Right now the plan is to go back on the MMS as strictly as my circumstances allow till I can afford to re-stock my medicine chest with some of the pills and supplements that I have run out of - yep this approach of mine makes a big dent in the pocket. I anticipate that this will be a two week spell. I will then try to re-incorporate MMS with the other stuff I am doing and re-assess my situation during August.
Unfortunately, over the months I have noticed what appears to be another swelling has appeared just below my left earlobe ggggrrrrr. Yes. it is a cause for concern! To the touch and by all appearances the initial swelling that made me go to the doctors has decreased in size but as I may have said earlier I can't make too much of this because the doctors pointed out my weight loss may have caused me to shed some of the fatty tissue around my neck hence we can now see the real size. I assess that my weight loss is due to my very restricted diet.
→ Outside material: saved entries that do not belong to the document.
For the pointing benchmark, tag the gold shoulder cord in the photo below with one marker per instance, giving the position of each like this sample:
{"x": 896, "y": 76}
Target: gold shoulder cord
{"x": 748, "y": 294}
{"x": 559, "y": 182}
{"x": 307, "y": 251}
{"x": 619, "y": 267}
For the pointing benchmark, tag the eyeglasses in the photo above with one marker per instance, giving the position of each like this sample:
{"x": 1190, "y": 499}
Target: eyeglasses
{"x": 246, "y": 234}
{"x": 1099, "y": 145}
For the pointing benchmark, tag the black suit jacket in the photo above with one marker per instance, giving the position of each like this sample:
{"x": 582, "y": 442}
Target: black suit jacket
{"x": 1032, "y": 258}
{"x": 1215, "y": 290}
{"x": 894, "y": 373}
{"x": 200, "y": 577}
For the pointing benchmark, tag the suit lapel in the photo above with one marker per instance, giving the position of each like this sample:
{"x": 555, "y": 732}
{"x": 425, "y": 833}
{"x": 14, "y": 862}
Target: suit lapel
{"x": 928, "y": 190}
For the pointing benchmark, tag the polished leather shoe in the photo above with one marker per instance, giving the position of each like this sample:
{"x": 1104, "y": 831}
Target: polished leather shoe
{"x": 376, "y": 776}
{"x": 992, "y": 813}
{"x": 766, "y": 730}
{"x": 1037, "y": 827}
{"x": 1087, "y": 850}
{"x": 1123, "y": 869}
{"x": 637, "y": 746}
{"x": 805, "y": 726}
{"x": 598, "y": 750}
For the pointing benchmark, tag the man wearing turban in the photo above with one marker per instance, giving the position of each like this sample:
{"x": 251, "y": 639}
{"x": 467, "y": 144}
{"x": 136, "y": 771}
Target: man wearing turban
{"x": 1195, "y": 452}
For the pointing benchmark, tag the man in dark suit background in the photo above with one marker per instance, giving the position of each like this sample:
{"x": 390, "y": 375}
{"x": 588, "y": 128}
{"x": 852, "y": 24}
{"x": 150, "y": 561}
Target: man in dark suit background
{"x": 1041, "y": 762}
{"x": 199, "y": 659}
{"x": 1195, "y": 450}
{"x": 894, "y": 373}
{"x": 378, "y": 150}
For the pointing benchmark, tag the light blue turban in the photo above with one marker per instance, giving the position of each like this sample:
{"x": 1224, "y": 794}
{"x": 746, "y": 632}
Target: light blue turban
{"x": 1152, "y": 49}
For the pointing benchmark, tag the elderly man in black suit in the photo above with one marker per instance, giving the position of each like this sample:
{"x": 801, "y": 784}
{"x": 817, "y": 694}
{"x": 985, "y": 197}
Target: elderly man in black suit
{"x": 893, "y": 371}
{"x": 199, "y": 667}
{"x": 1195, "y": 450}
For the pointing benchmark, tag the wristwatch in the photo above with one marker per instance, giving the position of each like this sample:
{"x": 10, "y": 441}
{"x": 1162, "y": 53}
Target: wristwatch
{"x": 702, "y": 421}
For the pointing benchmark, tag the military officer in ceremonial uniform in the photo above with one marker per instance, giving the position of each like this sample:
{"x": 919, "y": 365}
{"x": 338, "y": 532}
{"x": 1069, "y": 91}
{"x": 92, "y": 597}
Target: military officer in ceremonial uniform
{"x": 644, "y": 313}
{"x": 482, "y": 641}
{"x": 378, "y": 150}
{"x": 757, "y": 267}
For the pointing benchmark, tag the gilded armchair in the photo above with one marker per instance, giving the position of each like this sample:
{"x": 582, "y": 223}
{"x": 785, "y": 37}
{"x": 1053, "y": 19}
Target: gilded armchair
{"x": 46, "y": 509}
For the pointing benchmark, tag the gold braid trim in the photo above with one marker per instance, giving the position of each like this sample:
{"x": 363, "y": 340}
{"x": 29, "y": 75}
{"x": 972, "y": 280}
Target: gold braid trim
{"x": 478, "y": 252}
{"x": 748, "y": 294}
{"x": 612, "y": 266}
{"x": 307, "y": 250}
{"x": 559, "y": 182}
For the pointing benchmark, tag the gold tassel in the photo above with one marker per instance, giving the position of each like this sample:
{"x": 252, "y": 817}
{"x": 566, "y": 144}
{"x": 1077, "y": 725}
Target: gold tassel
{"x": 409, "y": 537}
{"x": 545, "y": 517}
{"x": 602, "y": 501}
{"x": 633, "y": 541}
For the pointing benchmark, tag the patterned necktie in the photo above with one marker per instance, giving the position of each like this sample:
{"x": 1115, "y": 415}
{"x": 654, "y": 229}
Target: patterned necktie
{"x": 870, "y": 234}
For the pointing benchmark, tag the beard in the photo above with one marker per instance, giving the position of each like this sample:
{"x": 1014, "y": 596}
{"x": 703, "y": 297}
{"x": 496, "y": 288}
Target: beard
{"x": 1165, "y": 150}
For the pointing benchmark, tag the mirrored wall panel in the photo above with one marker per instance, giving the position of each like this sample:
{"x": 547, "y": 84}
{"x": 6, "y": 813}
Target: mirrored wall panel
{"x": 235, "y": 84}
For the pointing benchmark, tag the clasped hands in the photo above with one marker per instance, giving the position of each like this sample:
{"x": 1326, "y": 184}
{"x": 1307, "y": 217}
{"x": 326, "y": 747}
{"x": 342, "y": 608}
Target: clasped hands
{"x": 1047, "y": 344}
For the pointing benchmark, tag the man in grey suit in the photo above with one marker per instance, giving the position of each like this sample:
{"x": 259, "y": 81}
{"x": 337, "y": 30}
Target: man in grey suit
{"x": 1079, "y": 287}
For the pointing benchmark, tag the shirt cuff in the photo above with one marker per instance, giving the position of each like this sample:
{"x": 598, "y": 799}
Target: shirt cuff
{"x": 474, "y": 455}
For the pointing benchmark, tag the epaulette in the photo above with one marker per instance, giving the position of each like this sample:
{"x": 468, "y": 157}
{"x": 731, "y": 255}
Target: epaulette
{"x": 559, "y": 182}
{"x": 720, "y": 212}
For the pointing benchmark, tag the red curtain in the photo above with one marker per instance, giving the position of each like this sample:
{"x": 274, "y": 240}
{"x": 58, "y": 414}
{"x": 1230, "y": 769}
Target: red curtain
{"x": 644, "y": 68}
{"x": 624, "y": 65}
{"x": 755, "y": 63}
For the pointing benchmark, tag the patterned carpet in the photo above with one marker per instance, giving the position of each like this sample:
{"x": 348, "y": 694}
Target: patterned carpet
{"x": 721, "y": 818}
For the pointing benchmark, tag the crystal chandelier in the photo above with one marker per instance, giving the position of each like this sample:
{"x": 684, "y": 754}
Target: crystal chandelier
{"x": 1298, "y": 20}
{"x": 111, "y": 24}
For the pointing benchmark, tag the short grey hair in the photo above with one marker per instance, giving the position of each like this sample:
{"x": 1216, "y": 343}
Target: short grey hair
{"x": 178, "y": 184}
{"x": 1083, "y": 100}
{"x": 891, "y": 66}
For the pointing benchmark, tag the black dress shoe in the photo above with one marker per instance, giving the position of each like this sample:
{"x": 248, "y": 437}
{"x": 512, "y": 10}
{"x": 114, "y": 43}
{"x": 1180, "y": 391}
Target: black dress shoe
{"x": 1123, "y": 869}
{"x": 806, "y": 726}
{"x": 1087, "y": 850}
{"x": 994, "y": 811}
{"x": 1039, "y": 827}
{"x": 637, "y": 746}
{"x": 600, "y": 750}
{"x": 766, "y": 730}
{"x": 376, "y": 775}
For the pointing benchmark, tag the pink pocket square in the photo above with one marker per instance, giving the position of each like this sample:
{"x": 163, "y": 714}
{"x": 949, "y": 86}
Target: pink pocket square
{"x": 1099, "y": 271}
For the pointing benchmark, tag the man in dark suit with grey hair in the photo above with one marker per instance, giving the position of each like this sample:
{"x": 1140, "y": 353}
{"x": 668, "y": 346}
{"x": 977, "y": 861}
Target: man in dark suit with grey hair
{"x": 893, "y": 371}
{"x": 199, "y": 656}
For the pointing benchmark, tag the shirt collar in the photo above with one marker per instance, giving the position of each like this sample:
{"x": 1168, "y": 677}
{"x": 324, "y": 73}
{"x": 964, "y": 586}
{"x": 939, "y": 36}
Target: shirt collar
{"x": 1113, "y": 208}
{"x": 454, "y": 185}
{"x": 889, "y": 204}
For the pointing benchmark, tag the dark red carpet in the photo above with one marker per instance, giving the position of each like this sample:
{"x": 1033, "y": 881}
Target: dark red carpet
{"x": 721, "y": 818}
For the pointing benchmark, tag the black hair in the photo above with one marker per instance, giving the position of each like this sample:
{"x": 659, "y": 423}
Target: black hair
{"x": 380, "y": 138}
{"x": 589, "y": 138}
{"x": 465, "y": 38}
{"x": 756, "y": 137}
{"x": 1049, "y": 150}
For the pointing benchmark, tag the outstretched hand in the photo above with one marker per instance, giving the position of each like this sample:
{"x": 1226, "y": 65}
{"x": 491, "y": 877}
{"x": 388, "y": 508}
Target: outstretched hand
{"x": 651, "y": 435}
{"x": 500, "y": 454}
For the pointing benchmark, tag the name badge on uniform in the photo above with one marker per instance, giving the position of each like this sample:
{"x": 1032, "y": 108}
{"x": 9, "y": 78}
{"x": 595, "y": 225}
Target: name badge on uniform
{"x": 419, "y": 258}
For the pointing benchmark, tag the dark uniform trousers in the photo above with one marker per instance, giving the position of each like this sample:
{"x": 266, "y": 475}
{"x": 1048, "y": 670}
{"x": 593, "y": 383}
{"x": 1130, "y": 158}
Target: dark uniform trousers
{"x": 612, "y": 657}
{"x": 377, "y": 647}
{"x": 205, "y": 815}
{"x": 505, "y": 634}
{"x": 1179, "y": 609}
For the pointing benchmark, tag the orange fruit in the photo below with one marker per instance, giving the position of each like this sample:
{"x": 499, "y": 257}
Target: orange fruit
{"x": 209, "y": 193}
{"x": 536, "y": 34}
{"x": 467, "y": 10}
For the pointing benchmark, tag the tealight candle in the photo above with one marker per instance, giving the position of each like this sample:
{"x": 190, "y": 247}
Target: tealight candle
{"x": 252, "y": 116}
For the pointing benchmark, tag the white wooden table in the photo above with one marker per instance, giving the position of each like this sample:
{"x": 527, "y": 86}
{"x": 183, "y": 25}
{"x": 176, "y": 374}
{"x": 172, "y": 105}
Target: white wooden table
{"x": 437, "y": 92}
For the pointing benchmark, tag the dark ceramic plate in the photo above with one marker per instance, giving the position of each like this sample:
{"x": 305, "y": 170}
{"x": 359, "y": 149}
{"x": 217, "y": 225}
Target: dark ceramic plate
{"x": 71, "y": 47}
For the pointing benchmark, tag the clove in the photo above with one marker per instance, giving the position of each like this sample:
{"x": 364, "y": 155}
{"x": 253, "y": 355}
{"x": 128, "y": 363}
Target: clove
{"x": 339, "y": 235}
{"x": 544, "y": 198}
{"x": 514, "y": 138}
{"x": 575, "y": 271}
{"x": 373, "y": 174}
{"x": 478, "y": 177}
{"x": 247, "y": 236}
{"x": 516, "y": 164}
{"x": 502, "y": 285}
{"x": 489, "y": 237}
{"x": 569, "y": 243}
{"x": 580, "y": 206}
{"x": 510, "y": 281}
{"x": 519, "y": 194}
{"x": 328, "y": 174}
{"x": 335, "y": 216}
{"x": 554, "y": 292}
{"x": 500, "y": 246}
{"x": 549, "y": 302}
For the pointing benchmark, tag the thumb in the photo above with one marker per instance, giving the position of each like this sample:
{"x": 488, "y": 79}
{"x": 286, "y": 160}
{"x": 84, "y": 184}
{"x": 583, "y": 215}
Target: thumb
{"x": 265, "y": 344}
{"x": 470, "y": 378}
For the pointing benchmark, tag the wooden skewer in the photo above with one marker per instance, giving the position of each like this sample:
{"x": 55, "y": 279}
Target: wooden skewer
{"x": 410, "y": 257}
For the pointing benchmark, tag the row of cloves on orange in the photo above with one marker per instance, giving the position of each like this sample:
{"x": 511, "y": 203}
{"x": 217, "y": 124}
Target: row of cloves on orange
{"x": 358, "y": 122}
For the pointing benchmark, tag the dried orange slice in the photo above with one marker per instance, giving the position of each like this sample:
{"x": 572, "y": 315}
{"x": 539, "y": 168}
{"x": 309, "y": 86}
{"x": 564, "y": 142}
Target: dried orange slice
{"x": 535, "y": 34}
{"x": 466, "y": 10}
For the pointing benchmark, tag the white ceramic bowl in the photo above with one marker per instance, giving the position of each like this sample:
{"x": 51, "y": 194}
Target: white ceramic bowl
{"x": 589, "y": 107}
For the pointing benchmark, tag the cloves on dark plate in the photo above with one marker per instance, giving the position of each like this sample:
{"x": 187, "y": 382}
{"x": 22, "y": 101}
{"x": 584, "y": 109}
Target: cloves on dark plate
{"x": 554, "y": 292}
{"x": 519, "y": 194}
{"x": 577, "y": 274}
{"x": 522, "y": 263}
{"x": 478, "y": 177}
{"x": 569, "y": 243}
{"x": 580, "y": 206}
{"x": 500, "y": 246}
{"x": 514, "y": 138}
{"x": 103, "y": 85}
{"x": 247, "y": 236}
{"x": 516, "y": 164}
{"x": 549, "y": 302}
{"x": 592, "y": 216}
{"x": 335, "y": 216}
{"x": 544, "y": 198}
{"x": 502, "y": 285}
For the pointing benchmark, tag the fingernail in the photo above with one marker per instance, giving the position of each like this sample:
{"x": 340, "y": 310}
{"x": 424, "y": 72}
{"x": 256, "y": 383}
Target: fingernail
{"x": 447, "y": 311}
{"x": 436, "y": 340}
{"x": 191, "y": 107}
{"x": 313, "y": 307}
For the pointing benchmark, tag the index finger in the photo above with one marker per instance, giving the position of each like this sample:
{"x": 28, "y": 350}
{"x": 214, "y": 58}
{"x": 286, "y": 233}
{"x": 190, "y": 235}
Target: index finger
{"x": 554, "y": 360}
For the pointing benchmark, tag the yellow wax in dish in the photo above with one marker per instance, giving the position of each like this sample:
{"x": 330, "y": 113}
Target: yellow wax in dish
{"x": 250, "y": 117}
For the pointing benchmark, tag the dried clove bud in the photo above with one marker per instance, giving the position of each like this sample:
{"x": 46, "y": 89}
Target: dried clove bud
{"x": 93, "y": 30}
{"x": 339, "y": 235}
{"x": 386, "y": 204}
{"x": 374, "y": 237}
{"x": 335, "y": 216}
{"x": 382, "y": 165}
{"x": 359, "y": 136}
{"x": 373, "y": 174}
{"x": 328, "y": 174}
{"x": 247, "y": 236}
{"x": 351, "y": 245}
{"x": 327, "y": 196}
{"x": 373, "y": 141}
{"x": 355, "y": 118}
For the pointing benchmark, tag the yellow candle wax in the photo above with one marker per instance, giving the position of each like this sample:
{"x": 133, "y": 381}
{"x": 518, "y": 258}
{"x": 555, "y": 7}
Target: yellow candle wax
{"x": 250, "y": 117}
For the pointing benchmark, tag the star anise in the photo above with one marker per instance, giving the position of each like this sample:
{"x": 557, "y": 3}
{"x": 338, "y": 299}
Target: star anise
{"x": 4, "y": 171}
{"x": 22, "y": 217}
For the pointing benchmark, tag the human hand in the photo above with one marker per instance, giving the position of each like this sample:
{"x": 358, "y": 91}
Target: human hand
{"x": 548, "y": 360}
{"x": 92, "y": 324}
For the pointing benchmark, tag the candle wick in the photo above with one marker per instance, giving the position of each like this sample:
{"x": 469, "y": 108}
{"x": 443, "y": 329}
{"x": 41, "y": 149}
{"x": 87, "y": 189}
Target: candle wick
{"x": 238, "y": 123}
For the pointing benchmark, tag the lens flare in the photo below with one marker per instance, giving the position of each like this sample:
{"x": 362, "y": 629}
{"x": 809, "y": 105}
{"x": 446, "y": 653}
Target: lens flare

Because of the location it could be that these two swellings are merging or I have a brand new outbreak!
What is interesting is that my allopath is adding many of the things you would have come across in your cancer research to my list of 'supplements' to take. Organic apricot kernels, Colloidal Silver (finally) which I am spraying directly into my throat. Curcumin pills (I have been adding organic cumin to my juices also).
I have been instructed to increase my daily intake of pancreas capsules to 90 per day; and have also upped my enemas to two litres twice daily! Confession: I have become quite fond of enema's and I use the time to clear my mind of negativity and repeat to myself some great affirmations/prayers I have come across. For those of you who haven't ever tried the enema I would suggest that you do some research on the topic. I will keep doing enemas regularly for as long as I am on this side of being.
As I mentioned earlier during my feedback on DMSO plus MMS, the roof of my mouth and my throat as far as I can see continues to improve in appearance. Admittedly, I might be in that stage before the cancer wreaks complete havoc in my oral cavity but I do not feel down in the dumps when I look into my throat. I am also acutely aware that there may be things going on my body that my eyes can't see so I don't get over excited by the stuff I can observe.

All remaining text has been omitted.